More than one-fourth of the 94 U.S. securities fraud
lawsuits seeking class-action status and filed from January to
June related to so-called Chinese reverse mergers, according to
a study released on Tuesday by the Stanford Law School
Securities Class Action Clearinghouse and Cornerstone Research
in Boston.
This reflects a shift away from more traditional lawsuits
accusing U.S. companies of inflating balance sheets or stock
prices, or entering into bad mergers.
According to the study, the number of these cases is on
pace in 2011 to be the fewest since federal law on class-action
litigation was overhauled in 1995.
In a typical reverse merger, a Chinese company buys a U.S.
"shell" company and takes over its stock ticker. That
effectively lets it raise money without going through the
regulatory reviews typical of companies going public.
Since March, more than two dozen U.S.-listed Chinese
companies that underwent reverse mergers announced auditor
resignations or other accounting problems.
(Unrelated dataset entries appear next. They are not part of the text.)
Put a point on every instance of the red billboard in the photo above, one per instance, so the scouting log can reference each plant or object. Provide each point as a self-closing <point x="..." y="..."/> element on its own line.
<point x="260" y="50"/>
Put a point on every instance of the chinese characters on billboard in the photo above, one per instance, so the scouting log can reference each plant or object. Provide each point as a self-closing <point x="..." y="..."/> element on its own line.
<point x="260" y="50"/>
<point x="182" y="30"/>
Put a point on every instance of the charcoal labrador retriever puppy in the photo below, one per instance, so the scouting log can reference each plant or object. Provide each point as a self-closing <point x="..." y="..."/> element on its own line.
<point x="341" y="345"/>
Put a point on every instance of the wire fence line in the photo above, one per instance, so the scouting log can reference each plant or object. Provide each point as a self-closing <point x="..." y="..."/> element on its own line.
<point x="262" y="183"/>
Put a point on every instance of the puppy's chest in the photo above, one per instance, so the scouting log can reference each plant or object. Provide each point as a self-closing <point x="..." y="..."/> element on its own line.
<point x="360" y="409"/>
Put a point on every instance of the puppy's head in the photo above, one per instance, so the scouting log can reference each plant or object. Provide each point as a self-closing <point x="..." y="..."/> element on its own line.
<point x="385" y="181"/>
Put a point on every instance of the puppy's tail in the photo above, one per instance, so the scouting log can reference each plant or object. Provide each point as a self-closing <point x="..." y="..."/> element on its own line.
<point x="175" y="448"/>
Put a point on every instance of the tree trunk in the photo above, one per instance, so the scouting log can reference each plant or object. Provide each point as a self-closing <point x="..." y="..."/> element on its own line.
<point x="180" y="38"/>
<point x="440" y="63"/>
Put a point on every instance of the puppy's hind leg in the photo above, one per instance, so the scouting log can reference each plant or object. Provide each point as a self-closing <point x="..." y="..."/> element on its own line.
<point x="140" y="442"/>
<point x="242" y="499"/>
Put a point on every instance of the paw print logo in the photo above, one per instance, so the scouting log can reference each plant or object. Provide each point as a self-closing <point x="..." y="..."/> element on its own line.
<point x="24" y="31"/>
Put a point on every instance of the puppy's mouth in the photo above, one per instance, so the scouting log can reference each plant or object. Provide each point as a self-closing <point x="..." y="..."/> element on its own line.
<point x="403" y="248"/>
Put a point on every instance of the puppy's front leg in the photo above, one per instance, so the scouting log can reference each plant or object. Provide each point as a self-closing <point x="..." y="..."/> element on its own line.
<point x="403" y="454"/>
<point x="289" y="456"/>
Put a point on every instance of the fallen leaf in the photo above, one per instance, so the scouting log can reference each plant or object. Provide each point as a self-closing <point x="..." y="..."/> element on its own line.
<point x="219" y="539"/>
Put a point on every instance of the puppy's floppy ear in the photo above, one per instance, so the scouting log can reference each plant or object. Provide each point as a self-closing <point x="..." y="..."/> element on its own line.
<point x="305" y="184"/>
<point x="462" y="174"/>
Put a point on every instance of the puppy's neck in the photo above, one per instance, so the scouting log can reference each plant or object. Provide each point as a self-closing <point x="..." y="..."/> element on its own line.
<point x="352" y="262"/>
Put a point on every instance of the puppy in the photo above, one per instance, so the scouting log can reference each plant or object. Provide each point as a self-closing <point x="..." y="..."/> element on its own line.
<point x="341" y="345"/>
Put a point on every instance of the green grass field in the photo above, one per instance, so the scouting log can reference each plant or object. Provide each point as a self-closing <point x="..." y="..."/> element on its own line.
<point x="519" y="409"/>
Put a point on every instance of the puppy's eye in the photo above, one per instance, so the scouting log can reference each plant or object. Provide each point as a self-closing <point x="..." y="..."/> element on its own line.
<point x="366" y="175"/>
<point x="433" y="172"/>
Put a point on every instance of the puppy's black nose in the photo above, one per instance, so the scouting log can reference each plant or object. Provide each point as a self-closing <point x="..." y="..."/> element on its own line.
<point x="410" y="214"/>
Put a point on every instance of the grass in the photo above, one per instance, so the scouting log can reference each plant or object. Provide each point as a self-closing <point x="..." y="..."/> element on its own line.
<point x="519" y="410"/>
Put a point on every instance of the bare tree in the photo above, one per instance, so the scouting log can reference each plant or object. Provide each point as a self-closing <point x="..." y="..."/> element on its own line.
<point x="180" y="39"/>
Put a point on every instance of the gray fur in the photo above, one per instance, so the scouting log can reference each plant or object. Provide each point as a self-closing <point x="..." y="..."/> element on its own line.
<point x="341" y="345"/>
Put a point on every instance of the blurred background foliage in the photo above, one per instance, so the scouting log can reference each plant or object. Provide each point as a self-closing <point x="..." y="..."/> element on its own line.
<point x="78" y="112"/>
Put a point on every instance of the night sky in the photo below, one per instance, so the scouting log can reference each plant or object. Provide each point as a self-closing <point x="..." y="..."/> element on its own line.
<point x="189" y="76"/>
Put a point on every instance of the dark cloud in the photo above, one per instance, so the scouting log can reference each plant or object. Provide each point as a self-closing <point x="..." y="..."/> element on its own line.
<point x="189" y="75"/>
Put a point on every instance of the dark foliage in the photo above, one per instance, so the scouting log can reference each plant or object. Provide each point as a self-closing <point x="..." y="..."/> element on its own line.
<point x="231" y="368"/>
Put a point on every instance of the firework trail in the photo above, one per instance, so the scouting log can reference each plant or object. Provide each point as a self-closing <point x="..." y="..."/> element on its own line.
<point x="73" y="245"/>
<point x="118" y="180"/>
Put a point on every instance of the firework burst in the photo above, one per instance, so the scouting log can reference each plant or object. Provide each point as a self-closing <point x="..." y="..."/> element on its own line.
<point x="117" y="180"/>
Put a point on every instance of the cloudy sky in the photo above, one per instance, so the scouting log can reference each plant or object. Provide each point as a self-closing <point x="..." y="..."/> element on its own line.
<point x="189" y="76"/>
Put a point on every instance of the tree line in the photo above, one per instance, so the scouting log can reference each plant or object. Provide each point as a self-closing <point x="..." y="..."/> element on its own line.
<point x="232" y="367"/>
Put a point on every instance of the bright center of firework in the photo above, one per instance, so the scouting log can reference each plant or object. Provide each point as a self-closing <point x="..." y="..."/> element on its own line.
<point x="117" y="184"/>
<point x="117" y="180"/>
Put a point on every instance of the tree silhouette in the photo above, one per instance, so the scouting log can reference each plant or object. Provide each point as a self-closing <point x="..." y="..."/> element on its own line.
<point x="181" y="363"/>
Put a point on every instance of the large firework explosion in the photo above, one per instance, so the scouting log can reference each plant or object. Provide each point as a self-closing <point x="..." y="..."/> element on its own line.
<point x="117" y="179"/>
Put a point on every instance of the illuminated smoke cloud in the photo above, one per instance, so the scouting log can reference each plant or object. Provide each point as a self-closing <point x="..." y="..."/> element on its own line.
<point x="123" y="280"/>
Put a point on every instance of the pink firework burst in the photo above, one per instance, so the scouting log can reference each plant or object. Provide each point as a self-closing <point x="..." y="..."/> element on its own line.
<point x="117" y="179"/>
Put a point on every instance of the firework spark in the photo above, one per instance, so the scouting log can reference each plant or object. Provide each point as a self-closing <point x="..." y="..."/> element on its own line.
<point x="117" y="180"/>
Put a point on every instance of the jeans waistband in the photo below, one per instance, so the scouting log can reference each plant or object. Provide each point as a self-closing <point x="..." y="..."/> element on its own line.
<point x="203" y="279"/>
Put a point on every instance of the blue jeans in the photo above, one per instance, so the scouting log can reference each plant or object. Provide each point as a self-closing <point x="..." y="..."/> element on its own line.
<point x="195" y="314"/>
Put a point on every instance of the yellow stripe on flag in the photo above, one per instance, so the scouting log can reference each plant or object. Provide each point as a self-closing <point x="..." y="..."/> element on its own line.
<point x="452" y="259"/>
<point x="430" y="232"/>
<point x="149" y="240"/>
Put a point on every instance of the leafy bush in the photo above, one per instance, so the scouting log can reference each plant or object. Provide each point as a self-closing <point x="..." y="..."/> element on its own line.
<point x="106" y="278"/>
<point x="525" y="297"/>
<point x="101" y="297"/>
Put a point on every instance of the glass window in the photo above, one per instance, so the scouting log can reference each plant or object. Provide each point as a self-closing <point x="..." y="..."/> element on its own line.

Last month, the Securities and Exchange Commission issued a
bulletin urging investors to "thoroughly research" such
companies before investing.
According to the Stanford study, 24 securities fraud
class-action lawsuits targeted Chinese reverse mergers in the
first half of the year, compared with nine for all of 2010.
But Joseph Grundfest, a Stanford law professor and former
SEC commissioner, said investors might have trouble recovering
losses, citing the "very little" historic success in enforcing
federal court judgments to recover assets of Chinese citizens
living in China.
"There is a big difference between winning a lawsuit and
collecting money because you won a lawsuit," Grundfest said in
an interview.
The United States has no extradition treaty with China and
state secrets laws make it difficult to gather evidence about
alleged wrongdoing that originates there.
That limits the effectiveness of the 2002 Sarbanes-Oxley
reforms developed to root out accounting fraud following Enron
Corp's collapse the prior year.
Grundfest said investors might still have recourse against
the auditors of Chinese companies or other intermediaries, but
it still could be an uphill fight.
"The way many insurance policies are written, they won't
cover situations involving fraud," he said. "It makes it
entirely possible that at the end of the day, there may be very
little effective recovery."
The 94 lawsuits allege $48.3 billion of market value was
lost between the trading day immediately preceding the end of a
class period and the trading day immediately after the end.
Among the other 70 lawsuits in the first half, 21 targeted
mergers. Just two related to the credit and financial crises,
compared with 13 in 2010, 54 in 2009 and 80 in 2008.